Here’s something a bit weird about being CEO of a startup: you hire your own boss.
I’m talking, of course, about a company’s Board of Directors.
For the last few months, I’ve been thinking a lot about what makes a great board member. You see, we’ve been quietly transforming the world, home by home, with the ability to print incredible things at the push of a button. And now, it was time for me to level up at the topmost level, and bring in some amazing folks who can help make us better.
But what makes it so hard to find the right people for the job?
For starters, every CEO has a strange relationship with their board of directors. Because there are really three different relationships happening at the same time.
First, the CEO is an employee of the board. They’re accountable to the board to report on the company’s progress. Major transactions they propose must be ratified by the board. And if the board disapproves of how they’re doing their job? The board is the one to fire them.

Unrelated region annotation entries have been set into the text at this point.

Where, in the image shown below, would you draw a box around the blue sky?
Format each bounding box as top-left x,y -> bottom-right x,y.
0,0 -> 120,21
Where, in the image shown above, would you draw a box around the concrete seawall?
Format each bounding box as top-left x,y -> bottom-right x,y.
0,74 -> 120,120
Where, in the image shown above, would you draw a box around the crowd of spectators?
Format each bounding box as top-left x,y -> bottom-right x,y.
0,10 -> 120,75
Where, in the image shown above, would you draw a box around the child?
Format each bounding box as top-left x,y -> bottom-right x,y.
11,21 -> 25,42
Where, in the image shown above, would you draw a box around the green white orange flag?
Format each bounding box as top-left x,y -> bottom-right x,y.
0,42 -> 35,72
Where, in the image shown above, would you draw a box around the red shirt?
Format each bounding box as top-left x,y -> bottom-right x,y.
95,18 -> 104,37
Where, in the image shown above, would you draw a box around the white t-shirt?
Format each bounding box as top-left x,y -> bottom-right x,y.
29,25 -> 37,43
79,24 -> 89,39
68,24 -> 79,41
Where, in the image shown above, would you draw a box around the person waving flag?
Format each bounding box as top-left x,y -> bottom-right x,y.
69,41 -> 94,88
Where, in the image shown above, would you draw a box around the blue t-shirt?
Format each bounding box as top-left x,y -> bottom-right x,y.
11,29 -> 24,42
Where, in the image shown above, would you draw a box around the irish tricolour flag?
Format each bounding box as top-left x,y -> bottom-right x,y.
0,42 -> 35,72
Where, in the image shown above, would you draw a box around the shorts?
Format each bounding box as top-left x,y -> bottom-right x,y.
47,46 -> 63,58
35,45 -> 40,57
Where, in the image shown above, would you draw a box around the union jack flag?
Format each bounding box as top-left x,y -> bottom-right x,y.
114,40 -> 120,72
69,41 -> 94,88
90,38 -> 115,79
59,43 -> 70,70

Second, the CEO is a member of the board. They both lead and participate in discussions. While there are a few conversations that should exclude them – making decisions about their compensation, for example – board members regard the CEO as a peer and a participant in the board’s activities.
Third, the CEO manages the board. This is truly bizarre. The CEO’s manager is a committee, and the CEO is also responsible for managing said committee. While the CEO can’t usually fire board members, they’re responsible both for basic operational coordination (when to meet, who does what) and for making sure that the board members share the company’s integrity and values.

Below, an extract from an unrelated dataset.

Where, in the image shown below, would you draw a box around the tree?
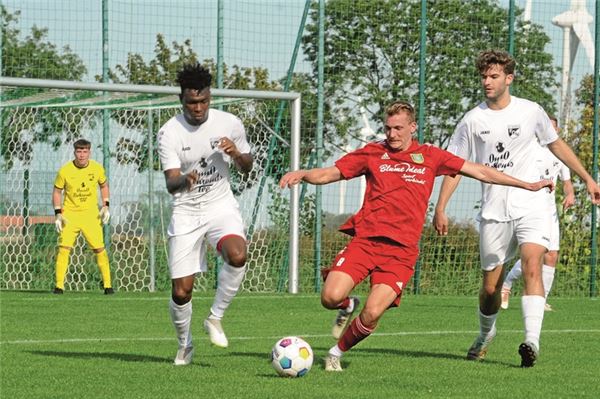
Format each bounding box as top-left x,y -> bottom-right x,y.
0,6 -> 88,169
556,75 -> 598,289
303,0 -> 556,147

See what I mean? It gets complicated when your boss is also your peer, who’s also your responsibility. And it’s pretty common for CEOs to fail to keep one part of that relationship healthy and productive, which usually means every part fails, eventually.
You’ve probably read about this kind of breakdown in the news. It’s attention-getting stuff when a board and CEO are at loggerheads – there’s a reason why HBO’s Silicon Valley featured so many different and memorable board conflicts (fortunately, none were inspired by Glowforge, though the show’s writers did spend time with us for a firsthand look at life in a startup). It makes for great TV!
But boy, it’s terrible business.
From the very beginning of Glowforge, I knew that I wanted a board that made Glowforge better. You’d think that would go without saying, but I think a lot of the board drama that spills over into the public is rooted in a fundamental disagreement about what “better” means.
Like at Theranos, where a former US Secretary of State passionately defended the company from the boardroom while evidence piled up of criminal fraud. That’s drama, but is that better?
At Glowforge, we’re trying to build a world where anyone can print anything. Being frank, that’s somewhat outrageous. We’re working to make science fiction a reality. And I am certain we can do it! But it won’t happen overnight. For it to be successful, we have to think very seriously about what we will be doing not just next quarter, or next year, but next decade. And beyond even that!
So I asked the people I trusted: How do you find board members who want to build an incredible company, not just an incredible liquidity event?
For the most recent additions to our board, I met some amazing people. In all, I reviewed more than 80 prospective board members. Every single one of them was impeccably credentialed, and many offered the diversity (of viewpoints, experience, and background) that we want to see at all levels at Glowforge — and that increasingly looks to be good for business. Any startup would feel lucky to convince just one of them to climb aboard.
People talk a lot about how hard it is to find a needle in a haystack. But you know what’s harder? Finding the sharpest needle in a pile of needles.
It came down to just three questions.
- Do they believe in our values and are they as committed to them as we are?
- Do they believe in our mission to enable anyone to print anything, and are they ready to work alongside us to create it?
- When the right thing wasn’t easy… did they do it anyway?
Working under and with my board as the CEO continues to be one of the great privileges of my career.
In 2021, there’s no one I’d rather think about 2050 with.